What followed was one of the most labor intensive missing persons cases in Chicago and Cook County History. Thousands of man-hours and hundreds of police officers were utilized from Chicago as well as neighboring towns.

Reports of sightings of the girls started pouring in from as far away as Nashville, Tennessee and Elvis Presley himself was on the radio pleading with the girls to return home. The police initially were of the opinion that the girls had run away but their mother never wavered from her belief that the girls would never do such a thing and that she feared the worst. Their mother could not believe that they would leave home with virtually no money, no change of clothes and leaving all of their christmas presents behind including a treasured A.M. radio.

All hope was lost on January 22, 1957 when a man by the name of Leonard Prescott was driving east along German Church Road on his way to the grocery store when he noticed what he thought were two mannequins on the north side of the road just east of County Line Road. He went back to get his wife and returned to the scene to find what turned out to be the bodies of Patricia and her sister Barbara. They reported their findings to the Willow Springs police department at 1:30pm that day.

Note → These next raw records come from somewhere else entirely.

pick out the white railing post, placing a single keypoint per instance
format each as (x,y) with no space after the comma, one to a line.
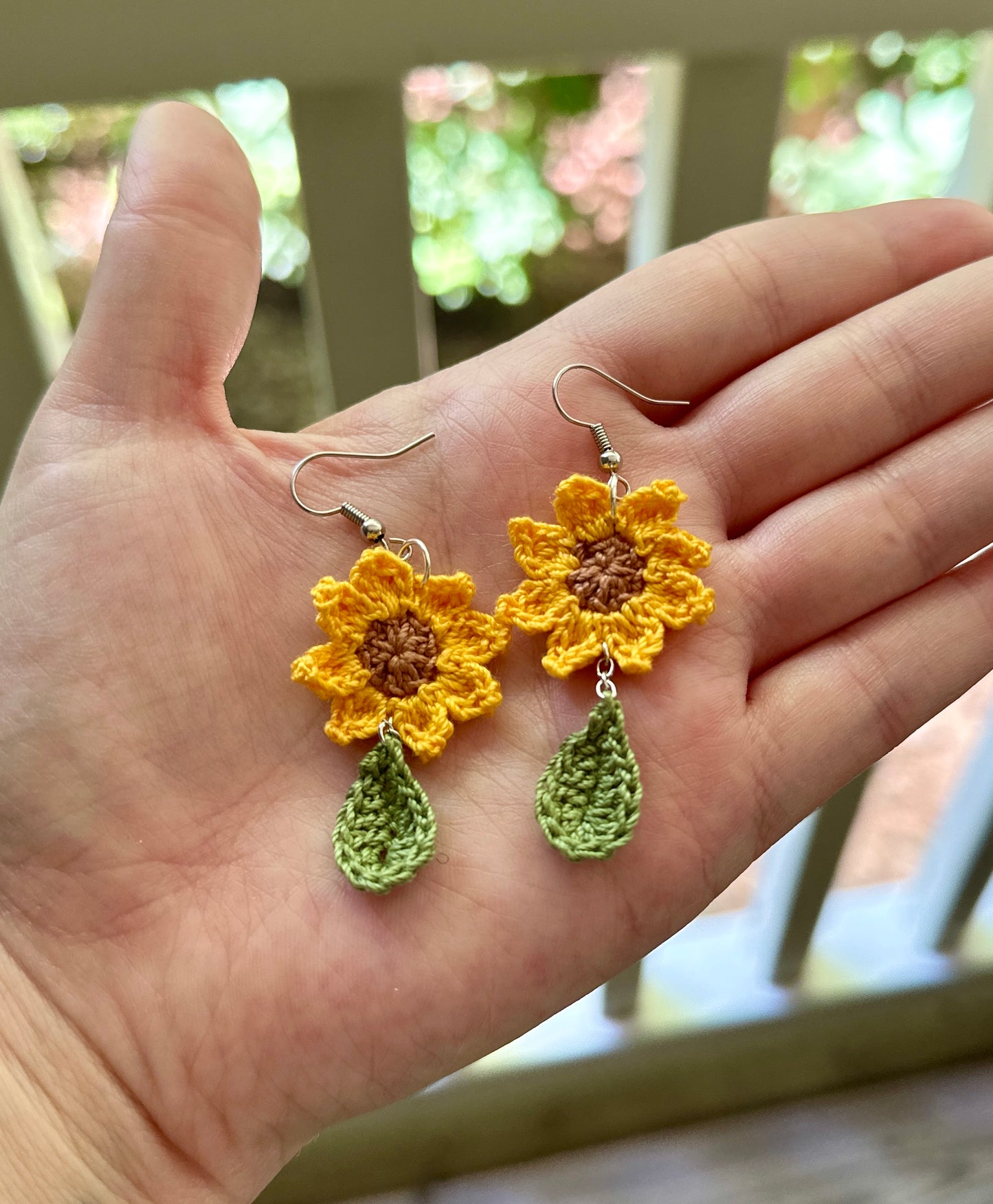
(959,861)
(706,165)
(797,876)
(34,325)
(368,328)
(708,144)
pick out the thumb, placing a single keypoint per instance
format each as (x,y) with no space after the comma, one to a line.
(176,285)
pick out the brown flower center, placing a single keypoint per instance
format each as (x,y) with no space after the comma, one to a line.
(610,573)
(401,655)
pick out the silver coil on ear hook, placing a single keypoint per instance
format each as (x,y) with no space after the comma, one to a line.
(372,529)
(610,458)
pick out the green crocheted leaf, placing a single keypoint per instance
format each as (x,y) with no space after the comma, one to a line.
(386,830)
(588,797)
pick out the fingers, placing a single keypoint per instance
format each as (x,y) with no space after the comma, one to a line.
(701,315)
(837,707)
(851,394)
(174,293)
(863,541)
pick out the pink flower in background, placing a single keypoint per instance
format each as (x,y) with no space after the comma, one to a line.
(591,158)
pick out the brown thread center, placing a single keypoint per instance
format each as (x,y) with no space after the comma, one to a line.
(610,573)
(401,655)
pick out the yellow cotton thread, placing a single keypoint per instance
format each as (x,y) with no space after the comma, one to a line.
(401,649)
(595,578)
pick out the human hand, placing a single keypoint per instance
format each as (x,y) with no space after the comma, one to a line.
(189,988)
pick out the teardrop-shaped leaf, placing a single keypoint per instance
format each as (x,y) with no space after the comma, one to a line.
(588,797)
(386,830)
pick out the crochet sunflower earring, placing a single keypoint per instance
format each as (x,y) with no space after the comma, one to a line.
(406,656)
(605,582)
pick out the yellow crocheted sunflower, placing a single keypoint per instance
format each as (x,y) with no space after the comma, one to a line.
(402,649)
(594,579)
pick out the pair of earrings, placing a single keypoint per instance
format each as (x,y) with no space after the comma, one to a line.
(407,655)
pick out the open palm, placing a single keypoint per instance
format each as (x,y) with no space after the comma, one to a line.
(171,907)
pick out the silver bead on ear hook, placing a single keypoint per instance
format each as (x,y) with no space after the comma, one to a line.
(610,458)
(372,529)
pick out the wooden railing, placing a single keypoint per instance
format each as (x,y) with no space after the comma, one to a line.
(809,988)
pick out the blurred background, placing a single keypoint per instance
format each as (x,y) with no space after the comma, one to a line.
(416,216)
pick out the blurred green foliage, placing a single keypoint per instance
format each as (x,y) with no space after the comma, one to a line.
(74,153)
(867,124)
(504,166)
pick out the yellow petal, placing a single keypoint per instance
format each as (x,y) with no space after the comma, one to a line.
(442,602)
(660,500)
(678,600)
(383,583)
(342,612)
(537,606)
(583,507)
(662,546)
(542,549)
(450,592)
(632,635)
(330,671)
(472,635)
(423,723)
(358,717)
(469,690)
(636,655)
(572,645)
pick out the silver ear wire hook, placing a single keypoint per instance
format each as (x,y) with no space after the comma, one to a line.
(610,458)
(372,529)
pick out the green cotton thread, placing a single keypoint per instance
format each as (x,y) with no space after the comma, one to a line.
(588,799)
(386,830)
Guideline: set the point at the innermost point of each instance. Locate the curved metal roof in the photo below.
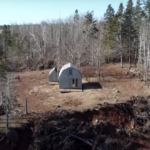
(52, 70)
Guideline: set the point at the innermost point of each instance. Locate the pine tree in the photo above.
(119, 22)
(138, 13)
(128, 31)
(90, 31)
(109, 27)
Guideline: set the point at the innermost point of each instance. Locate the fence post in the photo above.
(26, 111)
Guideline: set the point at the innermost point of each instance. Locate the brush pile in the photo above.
(114, 126)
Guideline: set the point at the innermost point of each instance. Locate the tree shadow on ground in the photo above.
(91, 85)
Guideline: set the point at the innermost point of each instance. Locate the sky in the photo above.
(35, 11)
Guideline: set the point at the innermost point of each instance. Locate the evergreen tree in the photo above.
(128, 31)
(118, 26)
(138, 13)
(109, 27)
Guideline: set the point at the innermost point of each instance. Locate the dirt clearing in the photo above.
(43, 97)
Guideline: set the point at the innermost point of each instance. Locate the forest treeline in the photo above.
(121, 36)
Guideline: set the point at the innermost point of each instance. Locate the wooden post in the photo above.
(26, 111)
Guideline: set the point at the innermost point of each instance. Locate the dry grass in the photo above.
(43, 97)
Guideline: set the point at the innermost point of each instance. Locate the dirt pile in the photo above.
(112, 126)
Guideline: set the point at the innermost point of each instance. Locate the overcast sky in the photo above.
(35, 11)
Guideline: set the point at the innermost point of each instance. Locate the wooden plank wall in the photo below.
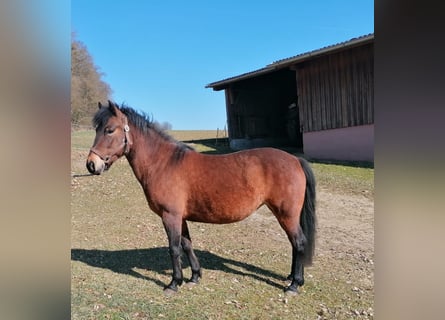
(337, 90)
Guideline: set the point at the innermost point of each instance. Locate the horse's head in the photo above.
(112, 140)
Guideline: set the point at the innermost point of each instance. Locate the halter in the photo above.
(127, 144)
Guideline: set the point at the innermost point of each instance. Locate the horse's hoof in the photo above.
(168, 292)
(291, 293)
(190, 284)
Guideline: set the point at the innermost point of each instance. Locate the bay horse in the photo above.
(183, 185)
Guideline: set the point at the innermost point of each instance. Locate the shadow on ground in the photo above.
(158, 260)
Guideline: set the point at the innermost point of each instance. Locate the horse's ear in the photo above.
(113, 107)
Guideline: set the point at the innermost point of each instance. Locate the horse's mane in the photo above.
(143, 122)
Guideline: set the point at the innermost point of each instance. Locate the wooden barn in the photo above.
(320, 102)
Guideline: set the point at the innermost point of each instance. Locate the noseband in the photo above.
(126, 145)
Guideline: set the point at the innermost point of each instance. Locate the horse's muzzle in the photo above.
(95, 165)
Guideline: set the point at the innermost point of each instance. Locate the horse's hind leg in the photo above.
(291, 225)
(296, 276)
(188, 249)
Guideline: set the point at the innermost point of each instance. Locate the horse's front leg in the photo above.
(172, 224)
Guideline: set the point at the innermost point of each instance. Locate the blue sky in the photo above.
(158, 55)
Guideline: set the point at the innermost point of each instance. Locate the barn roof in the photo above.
(283, 63)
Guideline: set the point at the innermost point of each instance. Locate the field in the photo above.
(120, 261)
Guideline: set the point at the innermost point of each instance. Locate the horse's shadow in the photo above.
(158, 260)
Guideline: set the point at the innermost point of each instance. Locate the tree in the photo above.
(87, 87)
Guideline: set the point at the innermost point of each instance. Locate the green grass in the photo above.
(120, 262)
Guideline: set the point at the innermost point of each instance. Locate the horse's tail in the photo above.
(308, 218)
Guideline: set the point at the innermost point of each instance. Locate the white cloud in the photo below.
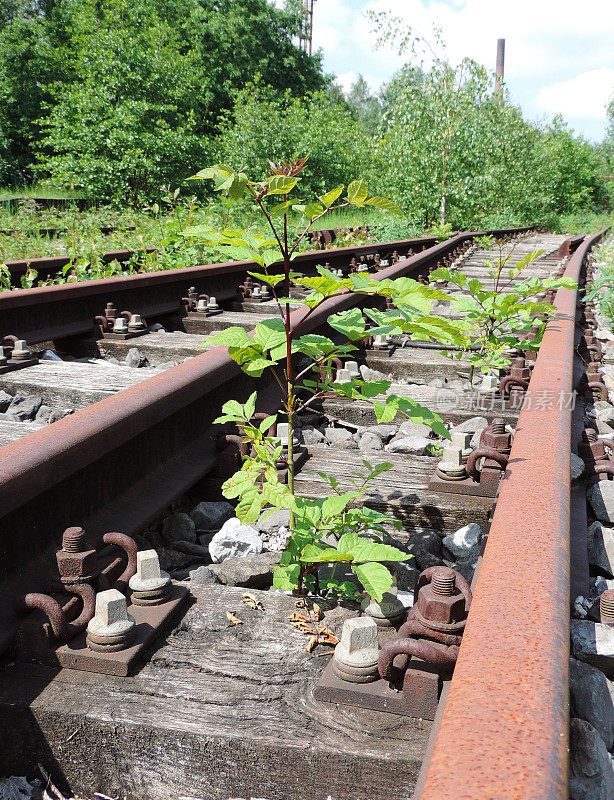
(549, 45)
(583, 97)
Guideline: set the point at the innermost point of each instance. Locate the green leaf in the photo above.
(384, 203)
(313, 554)
(281, 208)
(375, 578)
(308, 512)
(366, 550)
(270, 333)
(351, 323)
(329, 198)
(266, 423)
(357, 192)
(286, 577)
(256, 366)
(281, 184)
(250, 405)
(336, 504)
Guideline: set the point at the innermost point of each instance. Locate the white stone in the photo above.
(452, 460)
(358, 646)
(338, 434)
(368, 374)
(409, 428)
(577, 467)
(464, 543)
(273, 519)
(409, 445)
(370, 441)
(235, 539)
(471, 425)
(601, 548)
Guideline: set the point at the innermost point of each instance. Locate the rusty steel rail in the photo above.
(53, 312)
(120, 462)
(504, 728)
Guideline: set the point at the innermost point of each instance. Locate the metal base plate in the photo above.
(11, 366)
(377, 351)
(149, 621)
(122, 337)
(419, 699)
(467, 486)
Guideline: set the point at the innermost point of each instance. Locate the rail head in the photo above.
(504, 728)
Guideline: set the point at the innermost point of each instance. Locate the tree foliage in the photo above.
(119, 96)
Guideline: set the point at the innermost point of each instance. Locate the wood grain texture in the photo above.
(70, 383)
(219, 711)
(401, 492)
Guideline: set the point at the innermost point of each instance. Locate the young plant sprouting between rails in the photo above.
(495, 313)
(332, 530)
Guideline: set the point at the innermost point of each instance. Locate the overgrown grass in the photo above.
(40, 192)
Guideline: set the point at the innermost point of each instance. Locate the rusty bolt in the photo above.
(590, 447)
(440, 602)
(606, 607)
(496, 437)
(519, 369)
(76, 560)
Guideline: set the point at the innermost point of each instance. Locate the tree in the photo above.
(82, 80)
(262, 126)
(567, 168)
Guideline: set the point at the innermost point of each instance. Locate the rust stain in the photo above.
(504, 731)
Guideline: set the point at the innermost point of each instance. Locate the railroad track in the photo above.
(140, 450)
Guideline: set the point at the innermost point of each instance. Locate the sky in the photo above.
(559, 55)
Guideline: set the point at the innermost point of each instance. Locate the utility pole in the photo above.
(306, 34)
(500, 66)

The bodies were unclothed with Barbara, the older but smaller girl, lying face down and Patricia lying face up on top of Barbara and perpendicular. There was no obvious cause of death although it appeared as though their faces had been damaged. The damage was later found to be destruction by animals. It was thought that the girls were probably there since the heavy snows of january 9th and 10th and that the recent thaw had revealed them.

Following the discovery, a number of suspects were interviewed and cleared. The most publicized suspect was Edward Lee (Bennie) Bedwell who had gone so far as confessing to the murders however it was later shown that "Bennie" was borderline mentally retarded and that his confession had been coerced by the Cook County Sheriff's police. He was later cleared by the Cook County State's Attorney Benjamin Adamowski.

The autopsy later revealed that the girls had died within four hours of going missing because the meals that they had eaten that night at home were still in the girls' stomachs. The official finding by the coroner's jury was that they were murdered and the only cause of death they could come up with was "exposure to the elements". Then coroner, walter mccarron was criticized because there were reports that the autopsies had been flubbed.

The case remained unsolved and Loretta Grimes, for many years, volunteered her time at the Bridewell Prison not far from where her girls' bodies were discovered. The authorities told her that they would never give up on the case. Loretta passed away in 1989 at the age of 83 without ever knowing how or why her girls died and who had killed them.

There is a similar crime that took place in Addison, IL where it involves the murder of Bonnie Leigh Scott who was murdered at the age of 15 and whose nude body was found by a group of cub scouts on a nature hike. The man who was responsible for the crime had made a phone call to Loretta Grimes shortly after Scott's body was discovered boasting about killing the Grimes girls and Scott and getting away with both crimes. Mrs. Grimes claimed that the voice of that person was the same as the voice of the person who called her after her girls' bodies were discovered and boasted about undressing them and shared with Loretta personal information about one of the girls that was not previously published. Loretta was quoted as saying "I will never forget that voice."

That person was convicted of the killing and sentenced to 99 years in prison but was released after only roughly 11 years. He later got married and had two children. He was originally going to be questioned by the Chicago police but his attorney had blocked all attempts at an interview.

Aside from the phone call to Loretta Grimes there was no other physical evidence on the Grimes Girls' bodies that match the M.O. of the Scott case and would help to explain some of the unexplained and "non lethal" marks on the Grimes bodies.

Lorretta is no longer with us but the Gimes girls have living siblings and many think Chicagoans need some closure if it is at all possible.